For the most part, employees know how their performance will be assessed and perhaps what objectives the company is striving to achieve. But when it comes to decisions on how to treat customers (and other employees for that matter) all too often it’s left up to each employee to make the call. And guess what, …in the absence of some idea about what constitutes ‘appropriate’ behaviour, they can only guess. Some will get it right; others won’t. And that’s just not good enough. It’s very much in an organization’s best interest to provide whatever information and training they can to ensure that every employee understands what to do, …and understands why it’s so important that business organizations adopt a shared approach to dealing with people both inside and outside the organization.
Bottom line…
A strong corporate brand is the ticket to the kind of success every business – for profit and not-for-profit – is striving to achieve. An inspiring vision, a focused mission statement, a winning corporate personality and a solid strategy for promoting your products or services in the marketplace are all essential. But their value is so much less without employees who are onside and working together to deliver on the organization's brand promise.

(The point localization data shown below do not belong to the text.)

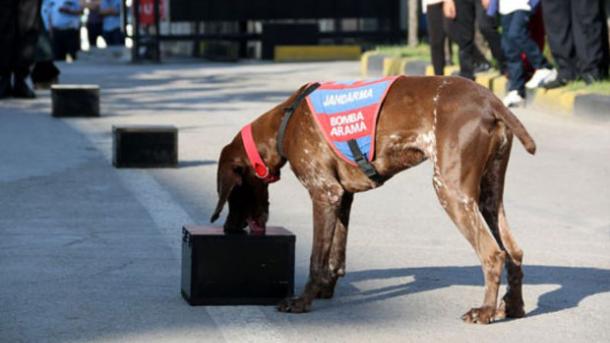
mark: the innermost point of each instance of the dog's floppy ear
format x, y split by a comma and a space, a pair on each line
228, 178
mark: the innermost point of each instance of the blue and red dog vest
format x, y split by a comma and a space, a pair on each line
346, 111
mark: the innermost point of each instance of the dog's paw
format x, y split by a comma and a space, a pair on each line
508, 309
481, 315
326, 292
294, 305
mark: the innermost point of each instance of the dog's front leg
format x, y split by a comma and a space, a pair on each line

Building a Strong Corporate Brand: The Power of One.
As a former chair of ad agency J. Walter Thompson once said, consumers build an image of a brand as birds build nests, from the scraps and straws they chance upon. From music on hold, to the ease or difficulty of navigating your website, to comments passed form one customer to another, corporate brands are the composite of everything consumers hear, see, experience, read and so forth. And of real significance, each impression can be traced back to something an employee has said or done (or didn’t say or do).
Every employee, regardless of title or seniority, has it.
That’s what The Power of One is all about. Every employee, regardless of title or seniority, has the power to influence what clients think of your organization. Each has the power to influence whether prospects buy, and customers return to buy again. Each can influence referrals as well as other employees’ job satisfaction. Some exert their considerable influence directly through their dealings with customers; others indirectly, through their interactions with other employees.
Beware the uncontrollable ripples.
Let’s say two employees work in a department with no direct client contact. One does something to cause the other to miss a deadline, leading to a customer service representative being unable to deliver critical information to a client when it was promised.
Not only has the client been inconvenienced, she is unable to keep a promise she had made to one of her customers. Needless to say, this client is upset and, for the first time, is giving serious consideration to going with another supplier who has been aggressively pursuing her business.
To make matters worse, this disgruntled client shares her experience with several business associates, causing one who was about to select the same supplier to direct his business elsewhere. Due to the actions of an employee who is nowhere near the frontline, the organization’s promise of performance has been tarnished and business has been lost.
The moral of this little vignette is pretty obvious: When it comes to branding, the ripples can extend far beyond the department in which a problem originates.